Now it rests in the hands of the U.S. Supreme Court, which may decline to hear it.
“We think our chances are better than average for the type of application this is,” said Greg Teufel, lead attorney for the petitioners.
If the case were to prevail, questions would still remain over its implications for the 2020 election, with most states having already certified results and the Electoral College scheduled to convene Dec. 14.
Teufel said his priority is to get the courts to confirm their claims of unconstitutionality, and hopes state officials would then find a way to resolve the current election without disenfranchising the 2.2 million Pennsylvanians who cast mail-in ballots during the general election.
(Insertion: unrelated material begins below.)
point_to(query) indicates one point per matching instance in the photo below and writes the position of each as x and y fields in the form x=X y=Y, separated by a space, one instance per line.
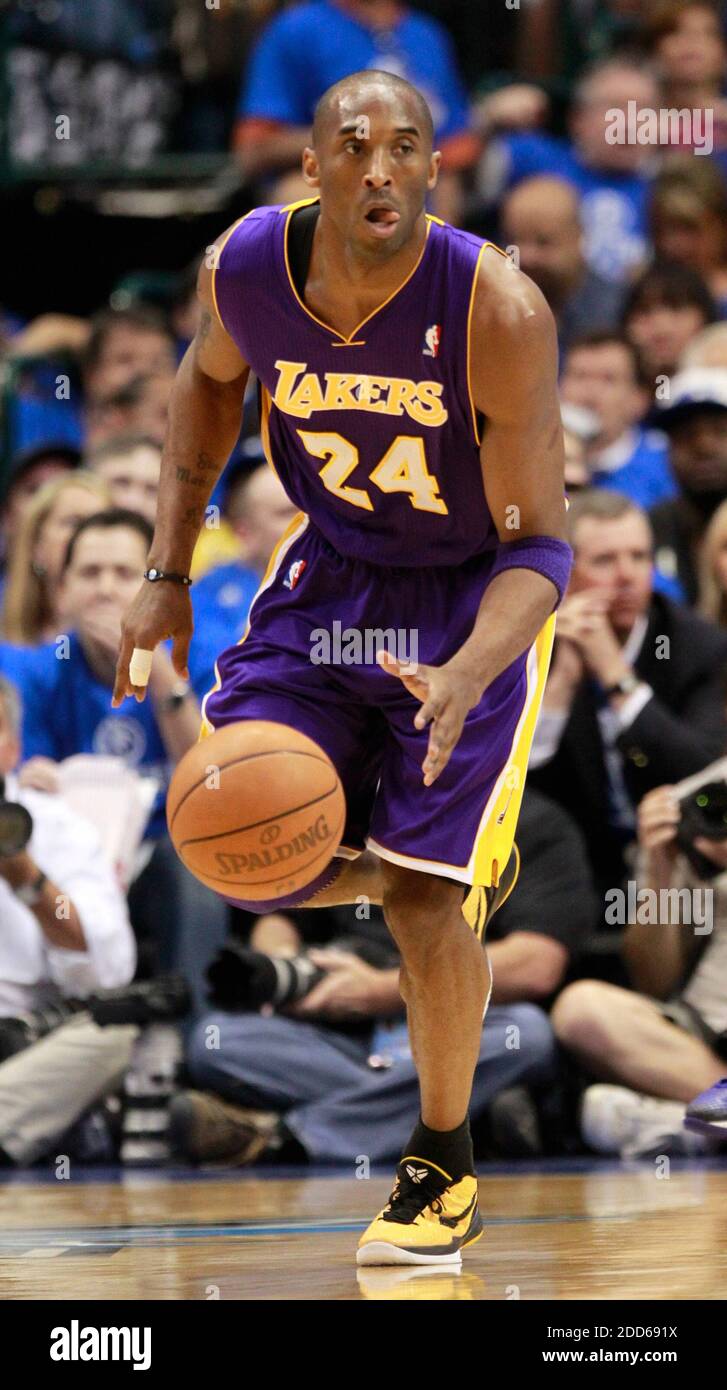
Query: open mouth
x=382 y=220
“We are trying to show the fact that the 2020 election was unconstitutional,” he said “…The relief is up to the legislature” and other state officials.
After taking an early lead in his bid to unseat Democrat Conor Lamb from Pennsylvania’s 17th U.S. Congressional District, first-time GOP challenger Sean Parnell ultimately came up several thousand ballots short when absentee ballots were tallied in subsequent days.
Parnell, who has not conceded, issued a press statement Dec. 1 elaborating his arguments.
“[The bill enabling mail-in voting] changes that constitutional standard and effectively establishes universal mail-in voting without going through the required and rigorous process of a constitutional amendment,” according to the statement.
Not a plaintiff on the lawsuit, Republican nominee for the state’s 45th House District Danny DeVito referenced the case in a Nov. 21 tweet stating, “Universal mail-in voting is unconstitutional. I refuse to concede the election!”
In a subsequent statement to Gazette 2.0, DeVito maintained he won’t concede the house race until all Pennsylvania’s election lawsuits are resolved, despite tailing incumbent Anita Kulik by 21-points after Allegheny County certified the results.
“Our position has not changed and we await the outcome of the lawsuits filed regarding both election fraud and the constitutionality of mail-in ballots in Pennsylvania."